Matter-wave localization in a random potential

TL;DR

This paper investigates the localization behavior of Bose-Einstein condensates in disordered potentials using numerical and variational methods, revealing exponential tails and oscillatory dynamics characteristic of Anderson localization.

Contribution

It provides a combined numerical and variational analysis of BEC localization in disordered potentials, including the effects of weak interactions and dynamic expansion behavior.

Findings

Localized BECs exhibit exponential tails similar to Anderson localization.

The BEC becomes trapped in localized states after initial expansion.
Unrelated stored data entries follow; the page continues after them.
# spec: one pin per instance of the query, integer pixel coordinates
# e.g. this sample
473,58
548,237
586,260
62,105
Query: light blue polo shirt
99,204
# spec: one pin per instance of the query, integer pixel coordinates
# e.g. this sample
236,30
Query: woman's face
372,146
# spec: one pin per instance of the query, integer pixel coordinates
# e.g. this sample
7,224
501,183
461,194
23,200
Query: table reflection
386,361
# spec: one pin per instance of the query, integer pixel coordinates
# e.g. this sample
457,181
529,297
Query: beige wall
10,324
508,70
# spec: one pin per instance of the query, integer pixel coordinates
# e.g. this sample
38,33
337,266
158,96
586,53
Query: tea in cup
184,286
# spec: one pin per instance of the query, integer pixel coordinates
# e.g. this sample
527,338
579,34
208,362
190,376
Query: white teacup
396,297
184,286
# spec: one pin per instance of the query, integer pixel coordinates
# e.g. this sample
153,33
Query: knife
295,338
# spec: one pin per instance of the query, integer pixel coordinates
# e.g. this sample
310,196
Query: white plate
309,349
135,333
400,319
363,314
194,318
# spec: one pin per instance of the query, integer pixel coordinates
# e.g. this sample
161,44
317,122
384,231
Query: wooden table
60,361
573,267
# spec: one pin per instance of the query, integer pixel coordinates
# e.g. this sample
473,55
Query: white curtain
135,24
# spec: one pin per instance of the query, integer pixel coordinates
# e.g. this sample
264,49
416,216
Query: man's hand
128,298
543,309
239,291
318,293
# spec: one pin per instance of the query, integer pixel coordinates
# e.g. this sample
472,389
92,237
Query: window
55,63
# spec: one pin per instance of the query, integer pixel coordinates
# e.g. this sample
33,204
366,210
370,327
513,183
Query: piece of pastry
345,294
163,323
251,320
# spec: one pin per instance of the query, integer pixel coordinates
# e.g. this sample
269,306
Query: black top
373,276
Localized BECs show breathing oscillations around a mean shape.

Abstract

By numerical and variational solution of the Gross-Pitaevskii equation, we studied the localization of a noninteracting and weakly-interacting Bose-Einstein condensate (BEC) in a disordered cold atom lattice and a speckle potential. In the case of a single BEC fragment, the variational analysis produced good results. For a weakly disordered potential, the localized BECs are found to have an exponential tail as in weak Anderson localization. We also investigated the expansion of a noninteracting BEC in these potential. We find that the BEC will be locked in an appropriate localized state after an initial expansion and will execute breathing oscillation around a mean shape when a BEC at equilibrium in a harmonic trap is suddenly released into a disorder potential.